I am just beginning my nursing journey, so I cannot speak to that portion - but I am a mom with a kid that I homeschooled from 6th grade through high school. I sent her to Montessori school at 2 years old so she could learn to play with other kids (she was an only child so he didn't have siblings to learn to share with). Her father was military and was not home much (read that 11 months of 5 years and when he was gone - I didn't know where he was). I quit my job as a programmer (essentially ending my career as a programmer) so that I could be home with her and started teaching aerobics - MAJOR pay-cut!!! Now many years later, even with a degree it is just about impossible for me to get anything more than an entry level programming job. I don't regret my choice at all. I was home with my child almost every night (I did work for the Red Cross for awhile and hurricane Katrina kept me away from home a little while - luckily my mom could help me out). There are many opportunities that I missed because of my choice - but standing on the other side with a kid in college, that scored extremely high on her SAT, that received the highest awarded State Scholarship for college, that will graduate as a Math Major in another 2 years - I couldn't be more proud of my solid choice. She needed a mom and I was there. Almost every day of her life - I was there with her. She still calls me about once a week to just talk and decompress. Even in college - she is still connected to me. I gave her all the skills I possibly could - its up to her to succeed now. The flip side to that is it is also my time to succeed!!

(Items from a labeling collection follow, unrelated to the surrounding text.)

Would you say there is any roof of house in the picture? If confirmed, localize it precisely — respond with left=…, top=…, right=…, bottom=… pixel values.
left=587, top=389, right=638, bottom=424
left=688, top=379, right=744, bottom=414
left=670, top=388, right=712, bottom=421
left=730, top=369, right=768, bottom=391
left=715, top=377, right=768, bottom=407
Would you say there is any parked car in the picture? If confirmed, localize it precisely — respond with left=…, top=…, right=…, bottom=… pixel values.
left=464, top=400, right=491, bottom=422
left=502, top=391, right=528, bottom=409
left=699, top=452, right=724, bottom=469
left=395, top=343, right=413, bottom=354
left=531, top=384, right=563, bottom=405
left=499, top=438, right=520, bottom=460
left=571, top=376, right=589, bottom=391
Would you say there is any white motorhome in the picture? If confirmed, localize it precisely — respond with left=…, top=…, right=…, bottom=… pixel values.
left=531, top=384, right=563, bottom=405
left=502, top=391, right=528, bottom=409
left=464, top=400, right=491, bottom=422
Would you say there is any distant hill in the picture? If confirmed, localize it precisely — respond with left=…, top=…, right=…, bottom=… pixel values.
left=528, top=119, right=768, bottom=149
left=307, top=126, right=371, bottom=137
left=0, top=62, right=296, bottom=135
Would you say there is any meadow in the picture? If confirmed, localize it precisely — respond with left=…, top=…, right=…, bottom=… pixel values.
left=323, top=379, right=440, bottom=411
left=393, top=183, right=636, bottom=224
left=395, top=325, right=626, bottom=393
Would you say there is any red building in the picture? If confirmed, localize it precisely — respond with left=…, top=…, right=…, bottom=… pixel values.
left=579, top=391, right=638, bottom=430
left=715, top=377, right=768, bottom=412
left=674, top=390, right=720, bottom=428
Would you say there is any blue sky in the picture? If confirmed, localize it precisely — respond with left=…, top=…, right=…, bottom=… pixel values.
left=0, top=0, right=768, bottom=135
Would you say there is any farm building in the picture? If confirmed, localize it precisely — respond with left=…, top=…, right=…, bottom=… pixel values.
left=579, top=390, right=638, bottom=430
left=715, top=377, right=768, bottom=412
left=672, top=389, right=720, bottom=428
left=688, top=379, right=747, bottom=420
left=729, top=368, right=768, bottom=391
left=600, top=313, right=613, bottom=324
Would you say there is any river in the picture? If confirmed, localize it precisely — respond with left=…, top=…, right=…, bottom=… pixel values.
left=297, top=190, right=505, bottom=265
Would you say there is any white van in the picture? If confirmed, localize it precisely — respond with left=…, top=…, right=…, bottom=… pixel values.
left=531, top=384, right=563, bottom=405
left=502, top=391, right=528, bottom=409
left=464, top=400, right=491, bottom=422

When you are at work - be at work, but have a job that allows you to be at home when you are at home. No calls in the middle of the day, no leaving in the middle of the night. At home means at home. Be the mom you want to be. You will never regret your decision to put your family first.
God gave me just 1 job - to be a mom - and when I stand in front of him I can say that while I made mistakes, I did the best I could.
If anyone would have asked if I would have given up my career for my daughter when she was 4 months old - I would have said NEVER. I quit the very day she was about 16 months old - holding onto my leg crying because she just wanted held and I was angry with her because I was on a tight deadline. When I realized that I was mad at my baby for being a baby and needing her momma - I picked up the phone and quit (I did finish the project - but I still quit that day).
Ultimately this is a choice for you - not even your husband - but you as a momma. Your heart is telling you want you want / need to do. Nothing that any of us tell you can overcome what your heart is telling you. You may not really want to listen - but your momma heart knows.